L’inculpation tout récemment de trois journalistes par un juge d’ins-truction du tribunal militaire est venue reposer la question du maintien de cette justice - à savoir la justice militaire - d’un autre temps au Cameroun.
 
La justice militaire, il importe de le rappeler, est utilisée au Cameroun comme justice politique, qui dit la politique, et non le droit. C’est à celle-ci que sont dirigés, depuis l’indépendance, tous les procès politiques qu’a connus le Cameroun :
1/- le procès du député upéciste Owono Mimboé en 1960, tribunal militaire ;

2/-le procès des quatre députés en 1962, Okala Charles, Eyidi Bebey, Mayi Matip et Mbida André-Marie, tribunal militaire ;

3/- le procès de Mgr Ndongmo et Ouandié Ernest en 1970, tribunal militaire ;


4/- le procès d’Abel Eyinga, la même année, pour s’être porté candidat à l’élection présidentielle contre Ahidjo, tribunal militaire ;

5/- le procès d’Ahidjo, lui-même, en 1983, tribunal militaire ;

6/- le procès des putschistes de 1984, tribunal militaire ;

7/- le procès d’Ekané Anicet, Yondo Black, Ekwé Henriette, Jean Michel Tekam, en 1990, tribunal militaire ;

8/- le procès Enoh Meyomesse, en 2012, tribunal militaire ;

9/- actuellement, le procès des trois journalistes qui n’auraient pas communiqué des informations dont ils disposeraient et qui se rapporteraient à la « sécurité de l’Etat ». Quelle grosse expression !!! Délit de « non délation ». Voilà ce dont ils sont accusés.

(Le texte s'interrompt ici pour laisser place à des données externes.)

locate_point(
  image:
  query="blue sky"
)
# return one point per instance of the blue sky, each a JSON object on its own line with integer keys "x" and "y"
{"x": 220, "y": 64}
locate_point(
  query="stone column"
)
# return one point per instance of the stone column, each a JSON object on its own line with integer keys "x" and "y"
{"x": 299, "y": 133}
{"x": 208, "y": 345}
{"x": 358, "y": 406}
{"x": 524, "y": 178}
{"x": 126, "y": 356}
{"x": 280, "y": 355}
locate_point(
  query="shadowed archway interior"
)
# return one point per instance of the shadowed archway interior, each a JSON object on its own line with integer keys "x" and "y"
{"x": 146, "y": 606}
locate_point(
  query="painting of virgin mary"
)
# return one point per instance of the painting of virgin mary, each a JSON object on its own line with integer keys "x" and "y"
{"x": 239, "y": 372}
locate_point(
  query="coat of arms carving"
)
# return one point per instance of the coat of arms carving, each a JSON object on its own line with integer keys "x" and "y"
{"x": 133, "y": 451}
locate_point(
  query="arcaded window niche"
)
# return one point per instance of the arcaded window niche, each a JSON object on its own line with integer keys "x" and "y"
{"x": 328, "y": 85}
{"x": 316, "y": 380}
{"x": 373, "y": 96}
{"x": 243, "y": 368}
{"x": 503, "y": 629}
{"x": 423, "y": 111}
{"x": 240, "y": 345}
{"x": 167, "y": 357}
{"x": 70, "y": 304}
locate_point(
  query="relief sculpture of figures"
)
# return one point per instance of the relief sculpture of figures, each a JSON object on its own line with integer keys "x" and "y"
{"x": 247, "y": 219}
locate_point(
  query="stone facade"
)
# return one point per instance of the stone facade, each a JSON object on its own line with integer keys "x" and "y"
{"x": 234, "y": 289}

Bref, on se retrouve en plein dans le régime d’Ahidjo qui avait transformé les citoyens camerounais en zélés délateurs. Il fallait dénoncer son voisin pour des choses vraies comme fausses, afin d’obtenir des promotions dans l’administration publique et la politique …

Il faut abolir cette justice d’un autre temps.
Faudrait-il rappeler que le Cameroun est actuellement l’un des derniers pays au monde à recourir aux tribunaux militaires pour juger ses citoyens ? Quelle honteuse distinction que celle-là, qui ne fait nullement honneur à notre pays. En France, en Angleterre, en Espagne, en Italie, au Portugal, en Suisse, etc., il y a longtemps que ces tribunaux ont été abolis. Les tribunaux normaux, c’est-à-dire civils, sont les seuls à rendre des jugements, y compris pour les questions de violations, par les soldats, de leur règlement. Mieux encore, d’où vient-il que des militaires se mettent à juger des civils, alors que nous ne nous trouvons guère dans un régime militaire ? Est-ce normal ?

Cette justice pose du reste un problème anachronique de taille. Dès lors qu’il existe des tribunaux militaires, une cour d’appel militaire - où, sur les quatre juges déjà, il n’y a plus que deux militaires, le procureur, qui prend ici le nom de « commissaire du gouvernement », et un assesseur, à savoir un colonel qui vient faire de la figuration -, pourquoi dans le même temps il n’existe guère de Cour suprême militaire ni un Conseil supérieur de la magistrature militaire ? Cela n’a pas de sens ? De même, pourquoi des magistrats militaires et pas des avocats et des huissiers militaires ? Anachronisme.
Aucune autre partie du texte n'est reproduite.